Big data helps autism research: U of T team identifies 18 new genes increasing risk
Scientists in the world’s largest autism genomics project recently identified 18 new genes that increase risk for the condition.
Some of the genes seen in participants also carry risk for heart disease, diabetes and other conditions, opening the potential for more personalized genetic counselling.
The results of the project, named MSSNG, provide more evidence that each person’s autism is unique, meaning researchers will still need a lot more genomic data before they can sort and target the many forms of the condition. However, some families are already benefitting. The MSSNG project includes whole-genome data from more than 7,000 individuals affected by autism, and that data is stored on Google Cloud, which allows access to researchers around the world.
Professor Stephen Scherer, director of both the McLaughlin Centre at the University of Toronto and the Centre for Applied Genomics at the Hospital for Sick Children, is the senior investigator for MSSNG.
He spoke with U of T's Jim Oldfield about how the cloud is enabling a new kind of open science on autism, and what needs to happen next for big data to deliver on its potential to treat the most baffling medical conditions.
How did the MSSNG project come about?
Genome sequencing generates massive amounts of data, and the need to deal with those terabytes of information is what put us into the cloud environment.
The project came together four years ago when we decided to make all that data available. The original vision a few of us had was for truly open science, where you could type a keyword into a database, say if you’re looking for which individuals carry a gene.
We found out along the way that we need more open consent, in part because we’re dealing with clinical research data, even though it’s anonymized. So we now have a system where you apply through a data access committee. You can get anything you want in the cloud, including raw reads from the sequencers and new analytics tools we've developed. Almost 100 researchers at dozens of institutions are using the system, and we expect those numbers to grow. It’s probably one of the most open-science genetics projects right now.
Why is this technology well-suited for autism research?
We need to take this approach because autism is extremely heterogeneous in terms of how it presents clinically and the underlying genetics. There are well over 100 different forms, which is why we sometimes call them the autisms.

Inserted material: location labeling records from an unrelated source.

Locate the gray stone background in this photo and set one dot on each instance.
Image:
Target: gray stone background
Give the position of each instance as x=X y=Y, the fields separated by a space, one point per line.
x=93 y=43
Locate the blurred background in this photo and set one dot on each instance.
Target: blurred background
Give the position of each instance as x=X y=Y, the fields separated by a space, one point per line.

To subcategorize these conditions, we need big numbers and whole genomes. We calculated that to get all low hanging fruit – the highly penetrative autisms with the most common genetic variants – we’d need about 10,000 families. To find new impactful variants, including copy number variations or small insertions and deletions, some of which are in the noncoding regions of the genome, we’ll likely need up to 100,000.
Will machine learning help analyze that data?

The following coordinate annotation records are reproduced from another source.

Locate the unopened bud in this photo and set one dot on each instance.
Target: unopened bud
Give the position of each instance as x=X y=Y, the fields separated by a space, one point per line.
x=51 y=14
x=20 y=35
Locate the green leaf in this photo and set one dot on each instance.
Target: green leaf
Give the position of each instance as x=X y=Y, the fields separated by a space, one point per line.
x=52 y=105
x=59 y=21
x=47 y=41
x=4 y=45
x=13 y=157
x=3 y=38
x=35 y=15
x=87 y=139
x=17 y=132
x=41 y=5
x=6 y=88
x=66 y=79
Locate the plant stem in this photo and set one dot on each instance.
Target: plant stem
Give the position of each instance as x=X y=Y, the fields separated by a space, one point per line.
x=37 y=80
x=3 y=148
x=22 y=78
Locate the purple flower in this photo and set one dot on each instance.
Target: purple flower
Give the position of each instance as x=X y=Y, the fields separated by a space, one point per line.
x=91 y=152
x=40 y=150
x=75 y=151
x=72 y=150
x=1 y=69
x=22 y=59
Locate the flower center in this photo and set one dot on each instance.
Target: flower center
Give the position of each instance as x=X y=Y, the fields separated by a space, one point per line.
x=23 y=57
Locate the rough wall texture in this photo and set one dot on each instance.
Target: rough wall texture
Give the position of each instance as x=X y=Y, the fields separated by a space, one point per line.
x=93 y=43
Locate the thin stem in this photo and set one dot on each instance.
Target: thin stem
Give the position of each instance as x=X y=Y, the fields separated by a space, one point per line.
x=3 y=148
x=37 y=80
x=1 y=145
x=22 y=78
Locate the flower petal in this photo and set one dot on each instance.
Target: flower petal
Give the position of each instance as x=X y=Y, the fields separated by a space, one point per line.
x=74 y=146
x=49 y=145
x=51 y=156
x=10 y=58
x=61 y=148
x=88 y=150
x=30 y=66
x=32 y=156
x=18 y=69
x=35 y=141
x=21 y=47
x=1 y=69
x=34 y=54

I hope so. [U of T Professor] Brendan Frey and his group published a paper in Science a couple of years ago using MSSNG data in its early form. They used deep genomics algorithms to analyze hundreds of thousands of variants. We published a follow-up paper using his programs to look for splicing differences in autism subjects versus controls. These are some of the first papers that convincingly show non-genic regions of the genome can be involved in autism. So the short answer is we’re already using machine learning to mine the data we have, and other groups are doing it as well. We do think U of T will have a competitive advantage here.
How is MSSNG benefiting patients now?
We’ve found a total of 63 genes and mutations that increase risk for autism through this project.

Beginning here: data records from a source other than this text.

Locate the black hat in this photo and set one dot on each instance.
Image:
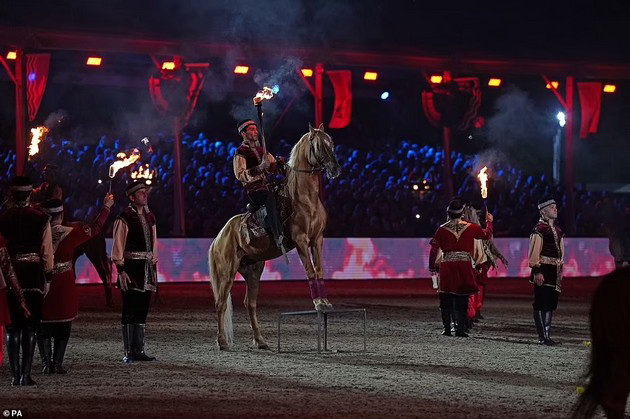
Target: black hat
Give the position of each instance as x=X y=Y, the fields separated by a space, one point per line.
x=52 y=206
x=242 y=126
x=455 y=207
x=21 y=184
x=134 y=186
x=545 y=202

That data is communicated back to families that are part of the study, through a genetic counsellor in cases where it’s relevant. Sometimes other conditions are implicated such as epilepsy, anxiety or sleep/mood disorders. In others, a formal diagnosis can help encourage earlier behavioral interventions.
A genetic profile that matches a known subtype of autism can also affect prognosis and assessment of familial recurrence risk. And we’re linking families with one another in cases where they may benefit by talking about what worked and what didn’t. In the future, this data should facilitate clinical trials based on a small number of key neurological pathways affected by the many genetic variants in autism.
What progress might we see in the next five years?
I often say autism is about 10 years behind cancer in terms of how we use genomic data. But, we’re only behind because we started later.
Some people don’t think autism should be an area of research, and some families don’t want interventions. But most want investment and research so the demand for data is very high.
If had my dream – and I think this will happen in Ontario within three years – every child with a diagnosis would have his or her genome sequenced. For about 20 per cent of families, we can now explain why autism comes about in their child. Previous technologies only looked at two per cent of the genome, the genes. Now, most leading-edge labs are studying the other 98 per cent, and whole-genome sequencing provides the fundamental road map for those experiments. We are linking all that high-quality data together and using it to decode evolution. It’s a very exciting time.
Nature Neuroscience published the recent results from MSSNG, which is a collaboration between SickKids, Autism Speaks, Verily (formerly Google Life Sciences) and researchers at the University of Toronto.